Linklaters | William Leslie, Lodewick Prompers, Cécile Manong, Florian Jonniaux | Jun 8, 2022
The DMA is intended to be a gamechanger for the largest digital platforms. Attention is now shifting to what the DMA will mean in practice.
Following political agreement on the text in March, the DMA should enter into force in October 2022 and apply from Spring 2023 (see the latest public version here).
While much (digital) ink has already been spilt since the Commission proposed the DMA in December 2020, the practical reality is soon set to emerge. How the Commission, would-be gatekeepers, other market participants and national regulators implement and participate in the roll out of the DMA will shape what it means in practice for digital markets. It will ultimately also determine the DMA’s success as the most significant addition to the Commission’s regulatory toolbox since the first iteration of the Merger Regulation in the 1990s.
EU Executive Vice-President Vestager:
If there is a systemic misbehaviour, then we need regulation to come in. For companies that play a role as gatekeepers, now the Digital Markets Act will set the rules of the game.
We have identified five key issues to watch out for as the DMA is implemented:
- Gatekeepers: who and what will make the cut? Despite the DMA’s quantitative thresholds, there remains inevitable ambiguity over those firms sitting on the boundary line. Such cases are likely to spark considerable debate as soon as the DMA comes into force in Spring 2023, with would-be gatekeepers weighing up whether to challenge any presumptive designation.
- When does black and white equal grey? Determining what gatekeepers must do to comply with the DMA. While unlikely to come to the fore until late 2023 at the earliest, the DMA’s procedural mechanics for how gatekeepers must implement its more complex rules will need to balance different regulatory objectives and competing commercial interests. The effectiveness of such mechanics is likely to go a long way to determining the effectiveness of the DMA as a whole.
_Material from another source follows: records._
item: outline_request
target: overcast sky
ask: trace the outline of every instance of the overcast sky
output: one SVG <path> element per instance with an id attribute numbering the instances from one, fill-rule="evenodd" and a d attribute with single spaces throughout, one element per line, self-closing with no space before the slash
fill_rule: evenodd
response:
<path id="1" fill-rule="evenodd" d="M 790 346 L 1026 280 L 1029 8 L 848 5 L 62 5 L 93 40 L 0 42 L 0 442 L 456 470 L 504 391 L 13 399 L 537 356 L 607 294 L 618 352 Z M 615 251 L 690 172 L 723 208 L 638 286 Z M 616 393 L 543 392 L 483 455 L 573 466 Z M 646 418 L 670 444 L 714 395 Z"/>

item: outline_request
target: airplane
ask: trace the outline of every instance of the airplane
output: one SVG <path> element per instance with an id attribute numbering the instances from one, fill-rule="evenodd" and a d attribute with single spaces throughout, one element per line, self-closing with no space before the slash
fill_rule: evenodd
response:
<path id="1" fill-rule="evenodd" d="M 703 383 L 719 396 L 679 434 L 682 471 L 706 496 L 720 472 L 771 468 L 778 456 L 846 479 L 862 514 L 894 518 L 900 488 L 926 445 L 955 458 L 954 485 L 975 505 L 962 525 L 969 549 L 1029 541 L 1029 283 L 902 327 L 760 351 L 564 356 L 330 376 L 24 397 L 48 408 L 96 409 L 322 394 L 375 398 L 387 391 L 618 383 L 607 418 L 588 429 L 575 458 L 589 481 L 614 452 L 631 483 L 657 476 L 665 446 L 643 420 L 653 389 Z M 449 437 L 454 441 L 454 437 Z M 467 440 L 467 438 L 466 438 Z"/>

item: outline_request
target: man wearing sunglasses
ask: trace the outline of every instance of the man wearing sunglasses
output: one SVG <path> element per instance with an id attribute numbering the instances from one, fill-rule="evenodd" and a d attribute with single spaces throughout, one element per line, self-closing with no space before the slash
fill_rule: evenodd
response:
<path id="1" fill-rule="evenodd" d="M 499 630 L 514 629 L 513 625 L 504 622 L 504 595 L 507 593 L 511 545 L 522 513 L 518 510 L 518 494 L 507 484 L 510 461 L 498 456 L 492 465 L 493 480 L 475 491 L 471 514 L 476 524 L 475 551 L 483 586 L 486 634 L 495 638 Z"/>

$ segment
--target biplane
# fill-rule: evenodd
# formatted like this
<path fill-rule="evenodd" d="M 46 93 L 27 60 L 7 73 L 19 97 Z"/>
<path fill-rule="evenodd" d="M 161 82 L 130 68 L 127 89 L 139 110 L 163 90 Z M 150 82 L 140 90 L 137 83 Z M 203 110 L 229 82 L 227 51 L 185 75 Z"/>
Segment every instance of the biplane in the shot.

- Who does what, when: regulatory comity under the DMA. A blurred, demarcating line between the DMA and conventional competition law means that effective cooperation within the Commission, as well as between the Commission and the NCAs, is likely to be critical for ensuring coherent and efficient application of competition policy to digital markets across the EU. The potential for private enforcement of the DMA will also force national courts and the Commission to cooperate to ensure the consistent application of the DMA’s more complex provisions.
- Trend setter or out on a limb: the global reach of the DMA. The DMA may set global standards for digital market regulation if gatekeepers adjust to the DMA’s rules on a global basis, or it may mark a significant step towards regulatory fragmentation if they opt for implementing bespoke business models in the EEA. The differing commercial implications for gatekeepers, as well as the uncertainty over similar legislative efforts in China, the U.S. and the UK mean, however, that gatekeepers may well take different approaches, at least initially, with the end state unlikely to emerge in the near term.
- DMA-ification of competition policy. The final question is whether the DMA will evolve as a competition instrument or is it more likely to be a time-limited answer to a specific set of perceived regulatory problems. As expansion of the DMA into new markets is subject to legislative approval, its success is likely to drive both whether the DMA evolves and whether it becomes a template for regulatory intervention in other sectors.